Obsessive Behavior in Mothers

by Tiffany Raiford

Moms have an overwhelming desire to keep their kids safe and healthy. After all, you did spend nine months sacrificing after-work drinks with friends, extreme sports and the ability to go more than 10 minutes without using the restroom. It’s only natural that you’d want to protect the great gift you gave birth to after all that hard work. However, some moms take it too far and begin to exhibit obsessive behaviors, which are often detrimental to a child.

1. Postpartum Obsessive Compulsive Disorder

The technical term for obsessive behavior in mothers is called postpartum obsessive compulsive disorder. According to a psychology professor at the University of Miami, Kiara Timpano, approximately one in every 100 adults suffers from some form of obsessive compulsive disorder, or OCD as it is commonly known. Moms who suffered from a form of OCD prior to having children are more likely to exhibit obsessive behaviors than moms who did not. This type of obsessive behavior often begins after you give birth and can last throughout the toddler years if left untreated.

2. Effects of Obsessive Behavior in Mothers

Normal thoughts, such as a momentary fear that your toddler might fall down and drown in the bathtub while you turn around to grab a towel are perfectly normal in mothers. However, a mother with OCD will replay that vision in her head so many times that she becomes obsessed with it and she begins to fear that this will happen to her child. If you have thoughts like this and become obsessed with them, the natural effect of your thinking is that you have to do whatever it takes to prevent this from occurring. You might then stop giving your toddler a bath in the tub and only wipe him down with a sponge during bath time for fear of drowning him.

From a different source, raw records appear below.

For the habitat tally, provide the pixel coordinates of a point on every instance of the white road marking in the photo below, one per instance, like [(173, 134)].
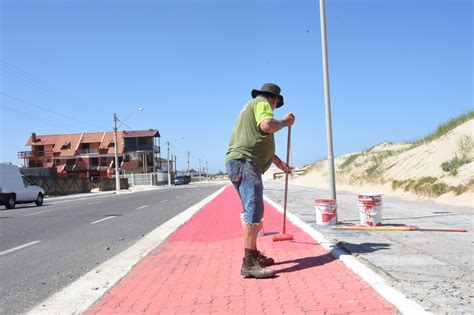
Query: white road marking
[(18, 248), (111, 217), (35, 213)]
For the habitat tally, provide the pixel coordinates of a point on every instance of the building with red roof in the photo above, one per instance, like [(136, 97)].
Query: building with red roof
[(93, 154)]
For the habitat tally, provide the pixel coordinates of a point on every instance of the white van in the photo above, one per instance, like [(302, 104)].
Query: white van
[(15, 188)]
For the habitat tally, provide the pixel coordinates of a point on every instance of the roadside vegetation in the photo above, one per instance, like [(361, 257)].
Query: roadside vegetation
[(466, 146), (371, 165), (445, 128), (430, 186)]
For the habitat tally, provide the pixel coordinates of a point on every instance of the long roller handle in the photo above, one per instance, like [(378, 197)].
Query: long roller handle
[(286, 178)]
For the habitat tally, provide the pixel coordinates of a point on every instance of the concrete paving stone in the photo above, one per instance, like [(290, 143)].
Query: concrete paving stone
[(206, 261)]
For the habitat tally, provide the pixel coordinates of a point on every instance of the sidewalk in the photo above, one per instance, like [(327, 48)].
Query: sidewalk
[(196, 270), (433, 269)]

3. Dangers of Obsessive Behavior in Mothers

The dangers of this type of behavior in mothers can be severe. If you are an obsessive mother terrified of your toddler getting sick, you might then decide you can prevent illness by constantly washing your toddler. As a result of being constantly scrubbed for hours on end to kill germs, your toddler will develop sores and blisters. Another example of the dangers of obsessive behavior in mothers includes neglect. If you are concerned that your toddler will get sick because of germs in your house, you may spend hours upon hours cleaning your home, which can cause you to neglect your toddler.

4. Treatment of Obsessive Behavior in Mothers

Ideally, you sought treatment for your obsessive behavior when your toddler was still a newborn and you first noticed the symptoms. However, not all moms realize they have a problem until their children are toddlers, which means you have to seek treatment now. This type of OCD is not easy to treat, but doctors can help you deal with your obsessive motherly behavior with the help of antidepressants and/or cognitive behavioral therapy. This type of therapy teaches you to understand your obsessive thoughts and what causes them, to recognize the triggers of your obsessive thoughts and to change those thoughts when they strike.